There are however a number of special circumstances in which the entitlement to rest periods don’t apply, for example, for example, if a shift worker changes shift, they may not be able to take their full rest entitlement before starting the new pattern of work. In such a case the entitlement to daily and weekly rest does not apply.

Do Health & Safety laws apply to me?

They apply to all businesses, however small, to the self-employed and also employees.

Who enforces Health and Safety Laws?

There are two different ‘Enforcing Authorities’ depending on the type of business you operate. Environmental Health Officers will in general deal with offices, shops, hotels, catering, and leisure activities. The Health & Safety Executive will cover activities such as factories, farms and building sites.

How do I report an accident at work?

Under RIDDOR (Reporting of Injuries & Dangerous Occurrences Regulations), if you are an employer, self-employed, or in control of work premises, some work-related accidents, dangerous occurrences and diseases/conditions must be reported to your enforcing authority. Deaths, major injuries, or injuries which result in a member of the public being taken to hospital from the workplace must be reported without delay. Other injuries and certain diseases or conditions which result in more than 3 days off work are also reportable.

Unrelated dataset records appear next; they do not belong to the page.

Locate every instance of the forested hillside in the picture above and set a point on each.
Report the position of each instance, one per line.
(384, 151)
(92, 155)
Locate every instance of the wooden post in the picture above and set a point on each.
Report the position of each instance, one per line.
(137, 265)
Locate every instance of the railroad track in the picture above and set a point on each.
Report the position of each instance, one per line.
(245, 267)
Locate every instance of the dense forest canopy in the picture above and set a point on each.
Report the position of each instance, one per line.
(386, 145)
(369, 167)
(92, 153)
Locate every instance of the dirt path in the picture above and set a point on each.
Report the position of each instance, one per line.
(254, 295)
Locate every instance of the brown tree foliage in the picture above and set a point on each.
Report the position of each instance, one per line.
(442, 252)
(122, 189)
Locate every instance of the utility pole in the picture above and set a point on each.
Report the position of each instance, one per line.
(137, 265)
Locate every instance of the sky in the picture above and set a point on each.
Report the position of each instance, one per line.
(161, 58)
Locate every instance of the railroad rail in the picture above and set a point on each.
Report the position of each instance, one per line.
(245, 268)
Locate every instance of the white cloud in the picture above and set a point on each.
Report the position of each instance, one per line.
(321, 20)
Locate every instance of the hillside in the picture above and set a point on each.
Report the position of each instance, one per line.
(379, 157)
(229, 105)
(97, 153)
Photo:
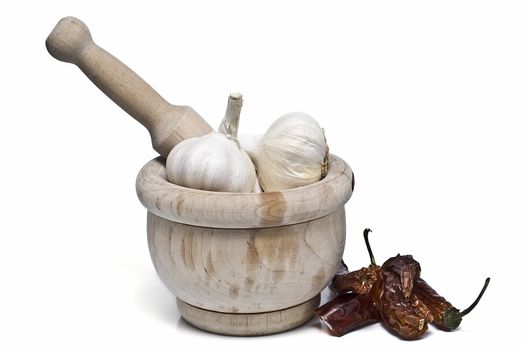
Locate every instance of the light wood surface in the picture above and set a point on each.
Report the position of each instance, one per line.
(70, 41)
(235, 258)
(249, 324)
(247, 270)
(243, 210)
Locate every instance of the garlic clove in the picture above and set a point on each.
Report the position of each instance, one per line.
(214, 162)
(292, 153)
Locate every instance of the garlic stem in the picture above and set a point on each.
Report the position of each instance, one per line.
(229, 124)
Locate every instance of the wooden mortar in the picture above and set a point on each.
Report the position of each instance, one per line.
(246, 263)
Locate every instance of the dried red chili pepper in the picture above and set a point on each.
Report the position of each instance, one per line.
(446, 316)
(359, 281)
(400, 310)
(347, 312)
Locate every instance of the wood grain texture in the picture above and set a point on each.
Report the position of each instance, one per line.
(247, 270)
(243, 210)
(70, 41)
(249, 324)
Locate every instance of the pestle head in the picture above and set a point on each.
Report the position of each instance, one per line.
(68, 39)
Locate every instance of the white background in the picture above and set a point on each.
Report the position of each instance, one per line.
(422, 99)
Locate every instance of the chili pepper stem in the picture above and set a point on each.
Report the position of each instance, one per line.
(366, 237)
(473, 305)
(452, 317)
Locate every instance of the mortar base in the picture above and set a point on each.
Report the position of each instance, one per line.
(248, 324)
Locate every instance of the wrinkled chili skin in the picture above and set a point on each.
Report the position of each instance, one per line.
(359, 281)
(437, 305)
(347, 312)
(400, 310)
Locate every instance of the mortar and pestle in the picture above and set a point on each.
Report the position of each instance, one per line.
(238, 263)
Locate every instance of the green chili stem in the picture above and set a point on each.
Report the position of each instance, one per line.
(366, 237)
(473, 305)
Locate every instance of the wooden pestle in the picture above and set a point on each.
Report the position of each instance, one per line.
(70, 41)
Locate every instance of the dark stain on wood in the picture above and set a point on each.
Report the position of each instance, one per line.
(318, 279)
(234, 291)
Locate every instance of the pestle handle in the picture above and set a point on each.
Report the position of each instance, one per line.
(70, 41)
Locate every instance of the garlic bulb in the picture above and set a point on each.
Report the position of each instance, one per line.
(214, 162)
(292, 153)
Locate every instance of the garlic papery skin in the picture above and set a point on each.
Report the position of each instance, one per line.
(292, 153)
(214, 162)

Who enforces health and safety for my place of my work place?

Health and Safety law is enforced by inspectors from the Local Authorises or by Inspectors from the Health and Safety Executive (HSE). Under the Health and Safety Information for Employees Regulations 1989, every employer must display a poster or distribute a leaflet (both available here www.hsebooks.co.uk), setting out basic health and safety information. Employees must also be given the name and address of the Enforcing Authority for their work place. To confirm the Enforcing Authority please contact the Health & Safety Section your local Council.